|This article relies on references to primary sources. (May 2013)|
The Büchner–Curtius–Schlotterbeck reaction is the reaction of aldehydes or ketones with aliphatic diazoalkanes to form homoligated ketones. It was first described by Eduard Büchner and Theodor Curtius in 1885 and later by Fritz Schlotterbeck in 1907. Two German chemists also preceded Schollterbeck in discovery of the reaction, Hans von Pechmann in 1895 and Viktor Meyer in 1905. The reaction has since been extended to the synthesis of β-keto esters from the condensation between aldehydes and diazo esters. The general reaction scheme is as follows:
The general mechanism is shown below. The resonating arrow (1) shows a resonance contributor of the diazo compound with a lone pair of electrons on the carbon adjacent to the nitrogen. The diazo compound then does a nucleophilic attack on the carbonyl-containing compound (nucleophilic addition), producing a tetrahedral intermediate (2). This intermediate decomposes by the evolution of nitrogen gas forming the tertiary carbocation intermediate (3).
The reaction is then completed either by the reformation of the carbonyl through an 1,2-rearrangement or by the formation of the epoxide. There are two possible carbonyl products: one formed by migration of R1 (4) and the other by migration of R2 (5). The relative yield of each possible carbonyl is determined by the migratory preferences of the R-groups.

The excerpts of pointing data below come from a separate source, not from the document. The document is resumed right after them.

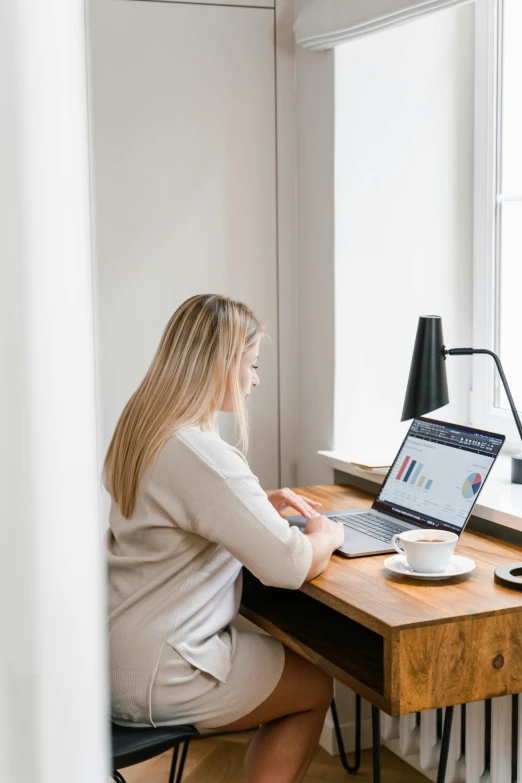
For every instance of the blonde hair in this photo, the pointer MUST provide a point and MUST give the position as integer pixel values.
(198, 356)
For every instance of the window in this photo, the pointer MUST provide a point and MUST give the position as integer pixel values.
(498, 212)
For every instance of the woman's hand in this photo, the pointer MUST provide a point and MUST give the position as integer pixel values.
(285, 498)
(326, 536)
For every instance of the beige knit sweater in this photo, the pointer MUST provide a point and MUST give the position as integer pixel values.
(175, 566)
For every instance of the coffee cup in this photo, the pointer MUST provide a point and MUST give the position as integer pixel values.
(427, 551)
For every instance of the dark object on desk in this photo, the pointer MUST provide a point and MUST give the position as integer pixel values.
(134, 745)
(427, 387)
(509, 576)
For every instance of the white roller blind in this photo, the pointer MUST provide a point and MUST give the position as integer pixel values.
(323, 24)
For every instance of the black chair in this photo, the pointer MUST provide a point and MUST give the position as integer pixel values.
(134, 745)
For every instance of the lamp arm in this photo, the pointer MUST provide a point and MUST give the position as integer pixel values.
(467, 352)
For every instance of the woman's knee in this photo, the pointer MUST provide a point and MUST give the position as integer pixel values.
(310, 684)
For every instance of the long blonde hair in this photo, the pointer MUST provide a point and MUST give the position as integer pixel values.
(198, 355)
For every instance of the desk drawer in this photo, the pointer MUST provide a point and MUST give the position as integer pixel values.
(459, 662)
(351, 652)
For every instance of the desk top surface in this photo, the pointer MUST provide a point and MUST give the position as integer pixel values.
(362, 589)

This reaction is exothermic due to the stability of nitrogen gas and the carbonyl containing compounds. This specific mechanism is supported by several observations. First, kinetic studies of reactions between diazomethane and various ketones have shown that the overall reaction follows second order kinetics. Additionally, the reactivity of two series of ketones are in the orders Cl3CCOCH3 > CH3COCH3 > C6H5COCH3 and cyclohexanone > cyclopentanone > cycloheptanone > cyclooctanone. These orders of reactivity are the same as those observed for reactions that are well established as proceeding through nucleophilic attack on a carbonyl group.
Scope and Variation
The reaction was originally carried out in diethyl ether and routinely generated high yields due to the inherent irreversibly of the reaction caused by the formation of nitrogen gas. Though these reactions can be carried out at room temperature, the rate does increase at higher temperatures. Typically, the reaction is carried out at less than refluxing temperatures. The optimal reaction temperature is determined by the specific diazoalkane used. Reactions involving diazomethanes with alkyl or aryl substituents are exothermic at or below room temperature. Reactions involving diazomethanes with acyl or aroyl substituents require higher temperatures. The reaction has since been modified to proceed in the presence of Lewis acids and common organic solvents such as THF and dichloromethane. Reactions generally run at room temperature for about an hour, and the yield ranges from 70%-80% based on the choice of Lewis acid and solvent.
Steric effects of the alkyl substituents on the carbonyl reactant have been shown to affect both the rates and yields of Büchner–Curtius–Schlotterbeck reaction. Table 1 shows the percent yield of the ketone and epoxide products as well as the relative rates of reaction for the reactions between several methyl alkyl ketones and diazomethane.
|Starting Ketone||Ketone %||Epoxide %||Relative Rate|
The observed decrease in rate and increase in epoxide yield as the size of the alkyl group becomes larger indicates a steric effect.
Ketones and aldehydes with electron-withdrawing substituents react more readily with diazoalkanes than those bearing electron-donating substituents (Table 2). In addition to accelerating the reaction, electron-withdrawing substituents typically increase the amount of epoxide produced (Table 2).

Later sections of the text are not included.